Aku menguap lebar sekali dan lupa menutupinya dengan telapak tanganku.
"Nak... Bumi sudah kembali membumi nak!" wajah bapak tua yang sedari tadi menunggu bersamakku, tampak murung. Kelelahan menunggu mungkin, aku saja sampai tertidur pulas tadi.
"Hah? Bumi sudah sampai? Mana pak, Bumi mana?" terlonjak aku mendengar nama itu.
"Bumi dan hati sudah kembali membumi nak."
"Bapak ngomong apa sih? Iya Bumi mana? Bumi sahabatnya Galih ya ternyata. Barusan aku mimpi pak, saking gak sabar mau ketemu kali ya?"
"Nak! Bumi dan Galih... sudah pulang ke hadapan-Nya satu jam yang lalu. Pesawat mereka menabrak gunung. Meledak. Hancur tak berbentuk."
"Bumi? Galih? Maksud Bapak... Hati dan bumi kembali membumi?" bendungan air mataku pecah di hadapan sang bapak tua yang meski terpukul namun berusaha lebih tegar daripadaku. Ia hanya mengangguk sebagai jawaban atas pertanyaan paling pahit yang pernah aku lontarkan.

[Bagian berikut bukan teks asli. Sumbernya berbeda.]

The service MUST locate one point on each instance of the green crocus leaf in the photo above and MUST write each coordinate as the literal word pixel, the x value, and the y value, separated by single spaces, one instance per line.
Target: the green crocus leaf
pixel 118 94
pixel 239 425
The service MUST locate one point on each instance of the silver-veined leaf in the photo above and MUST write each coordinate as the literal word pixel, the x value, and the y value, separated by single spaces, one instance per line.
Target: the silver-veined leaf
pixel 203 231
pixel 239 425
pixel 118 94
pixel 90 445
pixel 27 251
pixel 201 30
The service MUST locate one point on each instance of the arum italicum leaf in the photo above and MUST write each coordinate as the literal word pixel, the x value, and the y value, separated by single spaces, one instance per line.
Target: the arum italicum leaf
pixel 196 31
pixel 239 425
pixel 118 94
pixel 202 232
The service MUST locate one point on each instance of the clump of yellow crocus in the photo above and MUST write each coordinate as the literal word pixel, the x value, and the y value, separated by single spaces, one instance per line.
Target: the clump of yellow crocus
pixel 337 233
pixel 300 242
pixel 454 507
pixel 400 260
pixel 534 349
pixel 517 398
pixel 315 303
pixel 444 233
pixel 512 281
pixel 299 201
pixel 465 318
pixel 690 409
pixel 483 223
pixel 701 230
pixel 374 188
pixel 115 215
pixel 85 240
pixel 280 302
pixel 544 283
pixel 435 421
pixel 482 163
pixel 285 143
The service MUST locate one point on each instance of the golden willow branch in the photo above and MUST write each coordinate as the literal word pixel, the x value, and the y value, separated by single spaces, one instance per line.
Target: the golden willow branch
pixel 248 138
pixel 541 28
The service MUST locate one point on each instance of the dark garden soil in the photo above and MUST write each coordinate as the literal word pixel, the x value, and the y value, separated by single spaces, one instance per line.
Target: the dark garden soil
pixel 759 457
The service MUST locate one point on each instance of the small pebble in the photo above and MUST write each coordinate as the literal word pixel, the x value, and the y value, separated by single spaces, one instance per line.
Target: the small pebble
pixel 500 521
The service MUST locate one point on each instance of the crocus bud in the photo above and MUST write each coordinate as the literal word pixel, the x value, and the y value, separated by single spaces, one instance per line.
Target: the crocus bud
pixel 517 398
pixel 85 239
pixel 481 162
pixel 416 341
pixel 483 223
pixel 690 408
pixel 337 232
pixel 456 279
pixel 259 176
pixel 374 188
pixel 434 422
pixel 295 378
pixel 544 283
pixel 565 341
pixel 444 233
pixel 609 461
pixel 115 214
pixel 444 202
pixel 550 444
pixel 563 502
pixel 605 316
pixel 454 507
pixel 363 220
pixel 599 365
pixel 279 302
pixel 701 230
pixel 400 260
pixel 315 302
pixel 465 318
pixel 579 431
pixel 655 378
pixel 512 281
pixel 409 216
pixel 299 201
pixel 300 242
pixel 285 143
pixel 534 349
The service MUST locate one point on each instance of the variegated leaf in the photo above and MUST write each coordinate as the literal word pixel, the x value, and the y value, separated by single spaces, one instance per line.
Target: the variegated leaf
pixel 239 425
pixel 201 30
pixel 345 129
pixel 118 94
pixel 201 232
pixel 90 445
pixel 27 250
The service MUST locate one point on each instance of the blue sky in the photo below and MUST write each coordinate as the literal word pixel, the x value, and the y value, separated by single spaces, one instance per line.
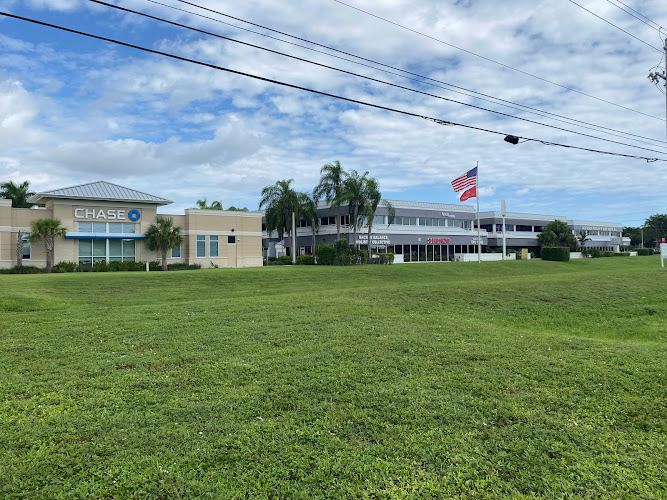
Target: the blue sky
pixel 76 110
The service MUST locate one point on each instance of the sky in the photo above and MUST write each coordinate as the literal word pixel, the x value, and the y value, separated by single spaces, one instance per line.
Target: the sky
pixel 74 109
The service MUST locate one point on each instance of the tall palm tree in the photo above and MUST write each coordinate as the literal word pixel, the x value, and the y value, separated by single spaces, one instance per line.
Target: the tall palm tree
pixel 332 177
pixel 47 229
pixel 215 205
pixel 18 193
pixel 308 209
pixel 280 201
pixel 373 201
pixel 162 235
pixel 355 196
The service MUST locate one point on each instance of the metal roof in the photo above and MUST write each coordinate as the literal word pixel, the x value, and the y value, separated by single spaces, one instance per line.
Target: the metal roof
pixel 100 190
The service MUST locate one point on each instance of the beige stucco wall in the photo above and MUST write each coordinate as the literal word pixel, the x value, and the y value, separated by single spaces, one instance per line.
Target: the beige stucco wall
pixel 245 226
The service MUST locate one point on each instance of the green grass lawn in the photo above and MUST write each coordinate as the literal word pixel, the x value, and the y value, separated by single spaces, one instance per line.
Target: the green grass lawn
pixel 507 379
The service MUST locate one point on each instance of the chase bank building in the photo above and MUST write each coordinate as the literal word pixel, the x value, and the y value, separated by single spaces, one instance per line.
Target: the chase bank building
pixel 107 222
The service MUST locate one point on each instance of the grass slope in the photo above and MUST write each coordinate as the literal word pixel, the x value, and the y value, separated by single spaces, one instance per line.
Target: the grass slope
pixel 517 379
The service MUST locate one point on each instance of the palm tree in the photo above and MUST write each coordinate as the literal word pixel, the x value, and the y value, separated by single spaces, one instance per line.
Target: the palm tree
pixel 308 209
pixel 355 196
pixel 215 205
pixel 162 235
pixel 332 177
pixel 373 200
pixel 18 193
pixel 46 229
pixel 280 201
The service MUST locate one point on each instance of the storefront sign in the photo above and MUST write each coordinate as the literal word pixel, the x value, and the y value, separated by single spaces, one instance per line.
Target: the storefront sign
pixel 109 214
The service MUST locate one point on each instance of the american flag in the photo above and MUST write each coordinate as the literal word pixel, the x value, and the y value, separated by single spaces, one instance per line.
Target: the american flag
pixel 465 181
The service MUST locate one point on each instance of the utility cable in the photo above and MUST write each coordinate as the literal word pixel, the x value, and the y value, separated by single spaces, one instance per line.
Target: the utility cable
pixel 503 102
pixel 617 27
pixel 317 92
pixel 649 23
pixel 368 77
pixel 490 60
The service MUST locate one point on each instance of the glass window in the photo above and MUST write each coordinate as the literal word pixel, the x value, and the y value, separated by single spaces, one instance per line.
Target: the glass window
pixel 201 245
pixel 27 248
pixel 213 246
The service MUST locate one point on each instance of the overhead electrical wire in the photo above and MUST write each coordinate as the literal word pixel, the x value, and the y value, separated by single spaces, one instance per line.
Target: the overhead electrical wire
pixel 317 92
pixel 488 59
pixel 645 19
pixel 486 97
pixel 617 27
pixel 173 23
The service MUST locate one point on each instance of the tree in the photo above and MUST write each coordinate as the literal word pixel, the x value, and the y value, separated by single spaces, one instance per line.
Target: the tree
pixel 373 200
pixel 280 201
pixel 215 205
pixel 308 209
pixel 558 234
pixel 583 237
pixel 162 235
pixel 655 228
pixel 355 195
pixel 18 193
pixel 46 229
pixel 332 177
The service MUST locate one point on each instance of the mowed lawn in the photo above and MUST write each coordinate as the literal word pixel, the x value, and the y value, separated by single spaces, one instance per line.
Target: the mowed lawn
pixel 506 379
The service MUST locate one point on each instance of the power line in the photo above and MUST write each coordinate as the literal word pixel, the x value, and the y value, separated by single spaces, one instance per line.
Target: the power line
pixel 367 77
pixel 539 112
pixel 639 13
pixel 491 60
pixel 617 27
pixel 317 92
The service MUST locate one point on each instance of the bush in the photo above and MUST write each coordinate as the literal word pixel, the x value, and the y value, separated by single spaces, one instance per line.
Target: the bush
pixel 65 267
pixel 22 270
pixel 326 254
pixel 559 254
pixel 181 266
pixel 386 258
pixel 305 260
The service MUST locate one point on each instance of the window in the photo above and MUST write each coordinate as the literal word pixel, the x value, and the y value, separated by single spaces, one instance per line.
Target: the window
pixel 201 245
pixel 26 246
pixel 213 246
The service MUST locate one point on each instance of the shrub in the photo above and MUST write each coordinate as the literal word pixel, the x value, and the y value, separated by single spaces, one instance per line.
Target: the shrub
pixel 326 254
pixel 65 267
pixel 284 260
pixel 386 258
pixel 305 260
pixel 181 266
pixel 559 254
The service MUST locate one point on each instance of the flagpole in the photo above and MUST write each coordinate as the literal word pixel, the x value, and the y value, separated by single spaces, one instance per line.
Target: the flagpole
pixel 479 239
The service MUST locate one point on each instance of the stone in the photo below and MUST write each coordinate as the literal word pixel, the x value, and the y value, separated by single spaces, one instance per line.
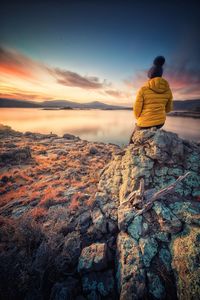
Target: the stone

"Apa bila nanti... Kau rindukanku di dekatmu.
Tak perlu kau risaukan.
Aku pasti akan kembali!"


Bumiku memang kembali, Bumi kembali membumi. Selamat jalan lelakiku yang berjanji akan selalu mencintaiku tanpa akhir. Juga selamat jalan hati. Hati dan Bumi kini telah kembali...membumi.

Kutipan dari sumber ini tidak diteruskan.